You can see the generated json file property string from the command line by using:
clamscan --gen-json --debug <some office, pdf, or pe file>
The third and last area is the analysis of the generated json file properties string.  After the original file scan, ClamAV performs a second scan on the resulting file properties string.  Both pattern signatures and bytecode programs may by used for analysis the file properties string. ClamAV handles these signatures identically to those used on normal files, except that the target file is the generated json file properties string. Signatures should specify the json properties file target type of 13 to ensure the signature operates on the file properties string. Bytecode signatures will be the most useful for the analysis phase. Several upcoming blog posts in this series will discuss in detail about writing bytecode programs for property scanning and using the bytecode json API. You can also see sample byte code signature in ClamAV 0.98.5 directory examples/fileprop_analysis/.

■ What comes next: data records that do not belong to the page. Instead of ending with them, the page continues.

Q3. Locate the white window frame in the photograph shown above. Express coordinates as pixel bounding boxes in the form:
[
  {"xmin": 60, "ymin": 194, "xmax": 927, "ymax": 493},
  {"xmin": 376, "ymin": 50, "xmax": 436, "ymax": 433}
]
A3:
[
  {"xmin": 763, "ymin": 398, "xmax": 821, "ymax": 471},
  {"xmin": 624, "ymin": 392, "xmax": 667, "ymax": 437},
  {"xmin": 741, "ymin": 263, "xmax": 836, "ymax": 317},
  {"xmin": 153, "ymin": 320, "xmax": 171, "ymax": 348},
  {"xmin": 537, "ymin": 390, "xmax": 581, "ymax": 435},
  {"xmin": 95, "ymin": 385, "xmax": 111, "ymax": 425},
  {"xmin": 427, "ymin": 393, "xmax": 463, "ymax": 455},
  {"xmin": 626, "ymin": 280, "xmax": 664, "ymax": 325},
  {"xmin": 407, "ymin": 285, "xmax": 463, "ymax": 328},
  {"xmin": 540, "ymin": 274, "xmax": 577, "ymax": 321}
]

One final note: To use file property scanning, json-c must be installed and configured into ClamAV. If it is not already installed, you can obtain json-c from https://github.com/json-c/json-c or install it using your package manager. We support json-c versions 0.9 through 0.12, but recommend version 0.12. After installing json-c, include it into your ClamAV configuration using './configure --with-libjson'. See ./configure --help for additional information about ClamAV configure options. Note that json-c is not required by any other ClamAV facility.